Background and Purpose: The ionization chamber produces significant space-charge and ion recombination effects at ultra-high dose rates, posing a challenge for dose monitoring. In addition, there is no generally ac- cepted ion correction model for dosimetry in FLASH radiotherapy, making it crucial to monitor the dose at ultra-high dose rates accurately and in real time. Methods: In this study, the air pressure of the ionization chamber was reduced to perform real-time beam monitoring, and a Faraday cup was used for calibration for active dosimetry. To study the saturation effect of the ionization chamber, the drift, attachment, recombination, and diffusion processes of the electron-ion pairs were modeled using finite-element analysis based on physi- cal phenomenological principles, and the correction factor was calculated.
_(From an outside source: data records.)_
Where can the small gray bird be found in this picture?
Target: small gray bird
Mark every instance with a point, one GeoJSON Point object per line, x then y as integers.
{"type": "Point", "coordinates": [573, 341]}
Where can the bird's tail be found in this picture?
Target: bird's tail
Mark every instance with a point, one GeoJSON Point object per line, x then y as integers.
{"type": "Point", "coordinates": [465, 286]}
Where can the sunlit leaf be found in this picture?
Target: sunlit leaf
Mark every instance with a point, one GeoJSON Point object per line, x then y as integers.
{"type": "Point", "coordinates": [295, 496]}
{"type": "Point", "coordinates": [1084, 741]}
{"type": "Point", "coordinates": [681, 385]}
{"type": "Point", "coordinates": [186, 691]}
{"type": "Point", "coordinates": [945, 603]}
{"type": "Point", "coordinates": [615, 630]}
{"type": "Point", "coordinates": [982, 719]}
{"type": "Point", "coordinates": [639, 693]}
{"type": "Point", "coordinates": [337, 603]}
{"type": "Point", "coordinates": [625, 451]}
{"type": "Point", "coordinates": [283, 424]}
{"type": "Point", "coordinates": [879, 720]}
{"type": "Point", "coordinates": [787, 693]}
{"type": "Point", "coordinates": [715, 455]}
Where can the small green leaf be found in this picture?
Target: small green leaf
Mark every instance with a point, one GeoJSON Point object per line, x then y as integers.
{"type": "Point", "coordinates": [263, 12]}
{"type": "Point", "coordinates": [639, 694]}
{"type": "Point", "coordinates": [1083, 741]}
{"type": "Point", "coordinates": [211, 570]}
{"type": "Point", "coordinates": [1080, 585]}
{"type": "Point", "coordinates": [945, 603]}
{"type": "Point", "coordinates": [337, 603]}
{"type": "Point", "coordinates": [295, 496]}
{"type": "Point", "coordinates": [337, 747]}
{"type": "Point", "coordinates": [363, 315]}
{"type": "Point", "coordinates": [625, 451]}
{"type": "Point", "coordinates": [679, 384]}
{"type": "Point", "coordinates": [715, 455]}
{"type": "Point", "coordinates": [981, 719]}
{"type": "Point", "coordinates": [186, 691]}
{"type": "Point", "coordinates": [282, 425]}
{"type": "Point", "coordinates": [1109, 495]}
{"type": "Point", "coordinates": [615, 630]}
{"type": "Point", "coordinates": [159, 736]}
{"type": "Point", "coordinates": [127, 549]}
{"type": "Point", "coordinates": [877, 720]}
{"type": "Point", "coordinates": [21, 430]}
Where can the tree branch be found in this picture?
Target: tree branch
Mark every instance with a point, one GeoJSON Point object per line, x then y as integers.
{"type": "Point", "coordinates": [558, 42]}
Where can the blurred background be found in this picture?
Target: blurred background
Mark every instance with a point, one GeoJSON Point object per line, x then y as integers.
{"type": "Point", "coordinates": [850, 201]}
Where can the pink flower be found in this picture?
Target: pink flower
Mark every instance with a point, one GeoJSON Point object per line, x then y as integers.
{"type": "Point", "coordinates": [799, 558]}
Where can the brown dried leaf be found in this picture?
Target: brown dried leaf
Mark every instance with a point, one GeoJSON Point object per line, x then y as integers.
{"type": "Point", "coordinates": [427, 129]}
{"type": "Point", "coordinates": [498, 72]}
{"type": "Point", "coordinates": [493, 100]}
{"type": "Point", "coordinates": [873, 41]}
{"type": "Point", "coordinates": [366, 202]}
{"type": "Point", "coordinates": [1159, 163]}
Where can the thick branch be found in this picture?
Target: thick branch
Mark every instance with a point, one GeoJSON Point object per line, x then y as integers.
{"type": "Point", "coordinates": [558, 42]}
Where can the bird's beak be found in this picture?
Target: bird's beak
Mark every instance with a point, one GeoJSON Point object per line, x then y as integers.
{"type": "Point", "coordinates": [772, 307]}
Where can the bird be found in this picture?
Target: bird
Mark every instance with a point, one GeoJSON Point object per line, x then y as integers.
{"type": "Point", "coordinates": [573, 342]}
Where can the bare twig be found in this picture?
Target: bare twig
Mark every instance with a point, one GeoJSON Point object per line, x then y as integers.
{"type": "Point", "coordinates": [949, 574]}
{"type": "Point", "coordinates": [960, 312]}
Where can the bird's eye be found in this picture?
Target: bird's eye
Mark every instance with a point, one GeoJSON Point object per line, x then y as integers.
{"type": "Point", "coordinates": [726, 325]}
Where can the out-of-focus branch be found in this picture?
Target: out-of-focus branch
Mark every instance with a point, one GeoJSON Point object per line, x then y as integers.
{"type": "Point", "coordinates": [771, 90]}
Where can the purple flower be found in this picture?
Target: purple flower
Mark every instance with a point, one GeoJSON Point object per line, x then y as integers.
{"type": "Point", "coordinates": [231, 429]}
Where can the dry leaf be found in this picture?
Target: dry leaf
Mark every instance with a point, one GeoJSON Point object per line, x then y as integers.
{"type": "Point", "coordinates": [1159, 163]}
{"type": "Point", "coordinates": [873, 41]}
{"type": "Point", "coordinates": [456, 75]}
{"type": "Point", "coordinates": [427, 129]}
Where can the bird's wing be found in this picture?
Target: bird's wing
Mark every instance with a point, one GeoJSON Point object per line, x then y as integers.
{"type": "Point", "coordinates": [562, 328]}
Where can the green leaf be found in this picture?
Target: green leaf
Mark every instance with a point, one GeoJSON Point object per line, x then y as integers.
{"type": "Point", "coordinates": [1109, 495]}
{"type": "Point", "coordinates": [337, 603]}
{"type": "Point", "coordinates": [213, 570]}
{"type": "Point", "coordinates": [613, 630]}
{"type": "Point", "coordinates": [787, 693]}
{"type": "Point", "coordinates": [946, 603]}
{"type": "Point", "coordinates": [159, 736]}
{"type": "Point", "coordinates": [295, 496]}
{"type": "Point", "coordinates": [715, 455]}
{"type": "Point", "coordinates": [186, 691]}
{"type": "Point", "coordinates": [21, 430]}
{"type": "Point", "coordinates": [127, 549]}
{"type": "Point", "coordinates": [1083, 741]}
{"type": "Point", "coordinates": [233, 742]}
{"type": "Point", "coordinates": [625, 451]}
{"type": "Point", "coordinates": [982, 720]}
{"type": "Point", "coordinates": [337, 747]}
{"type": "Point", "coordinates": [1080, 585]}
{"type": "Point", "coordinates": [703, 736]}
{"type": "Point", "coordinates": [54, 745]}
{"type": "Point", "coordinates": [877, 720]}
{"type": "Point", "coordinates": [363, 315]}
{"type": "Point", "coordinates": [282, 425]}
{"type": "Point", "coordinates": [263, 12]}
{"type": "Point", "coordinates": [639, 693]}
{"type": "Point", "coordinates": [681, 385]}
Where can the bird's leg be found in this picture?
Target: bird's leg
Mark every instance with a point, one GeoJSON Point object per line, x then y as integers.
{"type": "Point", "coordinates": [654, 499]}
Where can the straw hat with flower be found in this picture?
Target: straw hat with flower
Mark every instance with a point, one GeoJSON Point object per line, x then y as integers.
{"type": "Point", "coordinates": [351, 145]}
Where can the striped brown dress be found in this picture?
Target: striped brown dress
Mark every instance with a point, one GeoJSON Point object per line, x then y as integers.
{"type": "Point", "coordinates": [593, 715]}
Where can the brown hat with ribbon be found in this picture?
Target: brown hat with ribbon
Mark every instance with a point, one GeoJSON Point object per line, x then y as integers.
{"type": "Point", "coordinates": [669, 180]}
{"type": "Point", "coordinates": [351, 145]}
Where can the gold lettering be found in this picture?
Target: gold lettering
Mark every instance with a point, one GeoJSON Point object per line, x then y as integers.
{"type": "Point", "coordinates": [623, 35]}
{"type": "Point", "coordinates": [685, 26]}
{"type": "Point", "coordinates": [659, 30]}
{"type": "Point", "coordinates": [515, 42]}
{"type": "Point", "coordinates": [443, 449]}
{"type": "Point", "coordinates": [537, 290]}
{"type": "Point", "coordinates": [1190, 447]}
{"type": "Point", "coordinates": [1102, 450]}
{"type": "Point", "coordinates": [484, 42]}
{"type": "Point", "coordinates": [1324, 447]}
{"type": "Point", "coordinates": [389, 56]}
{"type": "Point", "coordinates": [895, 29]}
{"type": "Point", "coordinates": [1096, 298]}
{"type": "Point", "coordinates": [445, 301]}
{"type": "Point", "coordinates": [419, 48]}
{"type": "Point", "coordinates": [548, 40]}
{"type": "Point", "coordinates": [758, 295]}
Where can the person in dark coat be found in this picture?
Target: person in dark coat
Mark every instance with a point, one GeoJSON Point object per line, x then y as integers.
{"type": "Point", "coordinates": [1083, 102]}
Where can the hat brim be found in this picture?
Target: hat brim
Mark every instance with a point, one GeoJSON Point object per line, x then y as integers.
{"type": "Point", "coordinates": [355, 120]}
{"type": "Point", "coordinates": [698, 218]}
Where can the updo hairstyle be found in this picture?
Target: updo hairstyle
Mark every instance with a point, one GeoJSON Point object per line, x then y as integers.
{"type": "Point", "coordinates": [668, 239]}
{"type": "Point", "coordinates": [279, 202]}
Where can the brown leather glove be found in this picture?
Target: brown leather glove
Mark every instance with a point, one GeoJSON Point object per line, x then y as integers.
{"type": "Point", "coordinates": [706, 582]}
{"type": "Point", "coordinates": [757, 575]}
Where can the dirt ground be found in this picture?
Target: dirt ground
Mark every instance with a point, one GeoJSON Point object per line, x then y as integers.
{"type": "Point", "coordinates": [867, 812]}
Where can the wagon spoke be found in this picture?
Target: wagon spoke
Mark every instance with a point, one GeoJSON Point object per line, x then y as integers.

Results: The experimental results showed that the FLASH ionization chamber measures good dose linearity at a dose rate of approximately 0.2 Gy/s. When the air pressure of the chamber was adjusted to 10 mbar, the response of the FLASH ionization chamber was linear at a dose rate of approximately 50 Gy/s, with the residuals within 2 %. Furthermore, by using physical phenomenology to resolve the process of electron-ion pair motion in the sensitive volume of the ionization chamber, the analytical model better describes the saturation effect of carbon ions at ultra-high dose rates. The maximum deviation in the calculated correction factor is less than 10 %. Conclusion: We studied the saturation effect in dose measurement, achieving accurate and fast dose and profile position measurement across different dose rates in a wide range based on the Heavy Ion Research Facility in Lanzhou.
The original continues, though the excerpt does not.